In the season so far, the actress, Susan Twist, has portrayed an astronaut, a hiker, a robot ambulance, and even a portrait, but we didn’t get a clue of who she is actually playing until the teaser for the next episode, “The Legend of Ruby Sunday,” the first part of the season’s two-part finale.

“In every dream I’m there,” she says. “Everywhere I land, a woman appears,” the Doctor explains. “She doesn’t know why, but she remembered them.” It looks like this mystery wasn’t just a season-long Easter egg for devoted fans, but a key part of the season-long plot — and maybe even the answer to the mystery of Ruby’s origin.

It’s not the first time that Doctor Who has adopted a strategy like this.
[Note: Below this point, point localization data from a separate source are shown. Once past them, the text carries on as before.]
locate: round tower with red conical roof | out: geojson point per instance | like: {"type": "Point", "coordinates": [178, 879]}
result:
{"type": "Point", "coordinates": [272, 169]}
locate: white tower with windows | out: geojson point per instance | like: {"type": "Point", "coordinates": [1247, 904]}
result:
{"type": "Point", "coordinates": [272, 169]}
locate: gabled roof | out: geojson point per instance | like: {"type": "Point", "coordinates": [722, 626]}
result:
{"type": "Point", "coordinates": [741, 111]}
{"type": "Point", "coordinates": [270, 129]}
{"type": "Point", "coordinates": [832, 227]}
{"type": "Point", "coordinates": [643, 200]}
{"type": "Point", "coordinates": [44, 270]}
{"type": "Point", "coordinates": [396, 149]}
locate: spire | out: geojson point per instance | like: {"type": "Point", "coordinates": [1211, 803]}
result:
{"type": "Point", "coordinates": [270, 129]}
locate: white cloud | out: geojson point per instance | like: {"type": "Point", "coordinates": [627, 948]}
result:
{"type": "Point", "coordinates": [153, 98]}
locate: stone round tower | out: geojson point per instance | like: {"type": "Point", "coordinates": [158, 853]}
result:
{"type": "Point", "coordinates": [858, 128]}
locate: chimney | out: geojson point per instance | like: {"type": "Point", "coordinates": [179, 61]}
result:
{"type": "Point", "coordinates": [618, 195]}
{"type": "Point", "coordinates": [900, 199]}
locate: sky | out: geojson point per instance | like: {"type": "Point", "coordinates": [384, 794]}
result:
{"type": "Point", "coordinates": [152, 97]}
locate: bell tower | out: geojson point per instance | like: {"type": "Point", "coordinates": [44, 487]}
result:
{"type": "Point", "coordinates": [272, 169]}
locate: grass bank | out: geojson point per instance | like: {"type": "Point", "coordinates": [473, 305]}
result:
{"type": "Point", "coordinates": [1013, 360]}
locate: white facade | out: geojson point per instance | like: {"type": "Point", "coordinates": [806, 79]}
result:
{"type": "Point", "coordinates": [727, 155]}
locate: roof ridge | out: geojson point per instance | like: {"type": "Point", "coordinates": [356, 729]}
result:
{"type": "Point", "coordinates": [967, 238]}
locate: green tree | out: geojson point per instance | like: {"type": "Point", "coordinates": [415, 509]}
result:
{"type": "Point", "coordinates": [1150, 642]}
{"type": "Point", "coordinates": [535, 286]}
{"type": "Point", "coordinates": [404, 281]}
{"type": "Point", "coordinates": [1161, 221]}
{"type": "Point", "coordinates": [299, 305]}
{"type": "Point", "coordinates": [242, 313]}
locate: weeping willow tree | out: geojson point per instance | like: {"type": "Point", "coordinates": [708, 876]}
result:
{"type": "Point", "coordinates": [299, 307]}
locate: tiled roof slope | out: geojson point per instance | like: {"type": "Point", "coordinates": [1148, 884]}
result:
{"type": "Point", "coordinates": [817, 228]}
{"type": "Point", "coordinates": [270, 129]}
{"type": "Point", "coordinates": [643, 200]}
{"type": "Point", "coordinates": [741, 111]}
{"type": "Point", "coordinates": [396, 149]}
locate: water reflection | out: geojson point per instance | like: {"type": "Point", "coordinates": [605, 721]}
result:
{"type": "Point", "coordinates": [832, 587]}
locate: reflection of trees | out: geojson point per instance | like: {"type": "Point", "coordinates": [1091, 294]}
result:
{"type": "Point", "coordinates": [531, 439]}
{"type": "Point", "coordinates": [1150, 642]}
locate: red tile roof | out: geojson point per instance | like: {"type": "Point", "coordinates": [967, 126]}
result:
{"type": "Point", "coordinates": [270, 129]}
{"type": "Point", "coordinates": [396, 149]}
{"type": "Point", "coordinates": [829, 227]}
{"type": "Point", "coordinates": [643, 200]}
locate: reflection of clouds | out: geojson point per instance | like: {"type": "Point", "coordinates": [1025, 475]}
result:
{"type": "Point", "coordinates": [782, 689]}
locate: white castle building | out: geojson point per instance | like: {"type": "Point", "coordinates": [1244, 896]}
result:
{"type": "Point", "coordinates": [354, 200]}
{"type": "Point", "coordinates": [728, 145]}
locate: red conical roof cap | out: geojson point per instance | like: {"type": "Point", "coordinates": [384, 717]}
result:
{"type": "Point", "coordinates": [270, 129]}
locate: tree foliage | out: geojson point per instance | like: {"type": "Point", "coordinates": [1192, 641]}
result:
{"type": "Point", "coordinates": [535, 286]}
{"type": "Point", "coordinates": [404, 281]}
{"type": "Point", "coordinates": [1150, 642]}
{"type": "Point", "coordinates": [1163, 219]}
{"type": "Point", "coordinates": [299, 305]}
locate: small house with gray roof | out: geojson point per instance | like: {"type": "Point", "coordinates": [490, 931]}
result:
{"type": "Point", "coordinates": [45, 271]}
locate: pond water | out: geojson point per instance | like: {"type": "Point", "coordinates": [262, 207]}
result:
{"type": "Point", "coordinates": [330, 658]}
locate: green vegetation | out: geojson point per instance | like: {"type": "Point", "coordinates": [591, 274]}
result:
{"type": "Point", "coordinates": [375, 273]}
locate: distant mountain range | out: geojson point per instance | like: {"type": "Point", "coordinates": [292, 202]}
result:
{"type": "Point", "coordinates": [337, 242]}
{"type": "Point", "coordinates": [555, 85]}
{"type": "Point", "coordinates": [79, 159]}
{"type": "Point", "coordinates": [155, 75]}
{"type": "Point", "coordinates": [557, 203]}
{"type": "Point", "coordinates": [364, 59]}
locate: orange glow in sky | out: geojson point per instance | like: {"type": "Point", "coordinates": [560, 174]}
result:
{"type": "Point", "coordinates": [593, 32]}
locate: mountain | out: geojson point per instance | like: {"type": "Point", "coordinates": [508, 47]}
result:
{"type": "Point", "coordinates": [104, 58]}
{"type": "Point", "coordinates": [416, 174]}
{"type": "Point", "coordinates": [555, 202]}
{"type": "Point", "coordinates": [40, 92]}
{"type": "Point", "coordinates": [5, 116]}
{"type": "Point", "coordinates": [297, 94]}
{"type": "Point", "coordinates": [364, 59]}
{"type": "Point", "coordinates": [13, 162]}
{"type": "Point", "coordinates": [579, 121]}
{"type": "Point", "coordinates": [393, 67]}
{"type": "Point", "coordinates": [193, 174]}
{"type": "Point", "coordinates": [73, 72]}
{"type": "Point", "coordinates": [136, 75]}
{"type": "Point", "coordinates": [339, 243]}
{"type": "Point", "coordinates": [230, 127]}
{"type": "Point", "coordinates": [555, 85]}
In fact, it’s not even the first Doctor Who Season 1 to use it. When current showrunner Russell T. Davies initially rebooted the series back in 2005, multiple episodes in the first season contained references to “Bad Wolf,” appearing as a call sign, a TV station, and even in German and Welsh. It all led up to the penultimate episode, “Bad Wolf,” the first part of a finale where Rose Tyler, imbued with the time vortex, dubs herself “Bad Wolf” and uses the energy to resurrect a dead Captain Jack Harkness.

This iteration of Doctor Who is taking the “Easter egg” strategy from the 2005 season and combining it with a “mysterious companion” story like the ones surrounding Clara Oswald and River Song in later seasons. The result is something that is brand-new, but still classic Doctor Who.

Doctor Who is now streaming on Disney+.